When I first started investing in equities, I decided to follow buy and hold strategy. I will buy quality companies and hold them for long term. There will be periodic reviews and some exceptions, but more or less very limited selling. Rather, slowly build position in quality companies.
Thanks to Birla, this strategy is now being put to the test.
Birla first targeted Asian Paints with the launch of Birla Opus Paints. The mere announcement of their entry into the paints business—and their subsequent doubling of investment—sent Asian Paints’ stock price tumbling. And with it, my returns in Asian Paints. Asian Paints is part of my buy and hold portfolio, a decision which was made looking in the rear view mirror. Not the best way to make investing decisions.

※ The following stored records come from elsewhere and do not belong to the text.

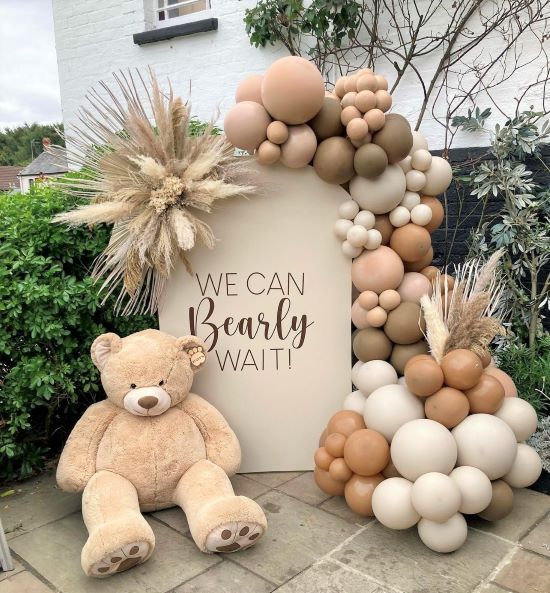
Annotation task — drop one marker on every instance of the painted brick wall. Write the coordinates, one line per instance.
(94, 38)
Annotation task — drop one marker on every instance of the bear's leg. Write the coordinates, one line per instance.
(119, 536)
(218, 520)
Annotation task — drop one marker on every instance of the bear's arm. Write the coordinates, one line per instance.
(222, 446)
(77, 463)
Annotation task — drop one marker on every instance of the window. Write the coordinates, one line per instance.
(170, 11)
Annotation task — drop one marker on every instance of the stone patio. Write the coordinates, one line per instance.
(315, 544)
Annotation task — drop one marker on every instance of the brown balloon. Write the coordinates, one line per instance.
(486, 395)
(405, 324)
(438, 213)
(327, 484)
(382, 223)
(358, 492)
(334, 444)
(323, 458)
(403, 353)
(327, 122)
(423, 376)
(461, 368)
(345, 422)
(366, 452)
(447, 406)
(395, 137)
(370, 161)
(501, 504)
(340, 471)
(333, 160)
(371, 344)
(411, 242)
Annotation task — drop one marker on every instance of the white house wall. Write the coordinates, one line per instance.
(94, 38)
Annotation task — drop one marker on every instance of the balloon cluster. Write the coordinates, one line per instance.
(418, 443)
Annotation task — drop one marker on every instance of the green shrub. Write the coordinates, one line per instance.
(50, 313)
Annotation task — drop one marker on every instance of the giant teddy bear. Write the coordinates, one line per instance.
(151, 445)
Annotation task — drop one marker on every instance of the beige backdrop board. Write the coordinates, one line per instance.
(278, 276)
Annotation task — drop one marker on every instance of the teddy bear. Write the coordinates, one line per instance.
(152, 445)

And today, Birla announced that they will be entering wires and cables business, directly competing with Havells and Polycab—two stock I own. Both, Havells and Polycab, have been consistent outperformers against Nifty indices, though my investment in them was relatively small. But it still stings that this news wiped off 6% and 18% of their market caps, respectively. I stayed put with Polycab even amid reports of a ₹200 crore tax evasion. But Birla’s latest move unnerves me.
I thought buy and hold will be simple. But it is now that I realise—in buy and hold, taking no action is also an action in itself. And more often than not, you will be taking no action.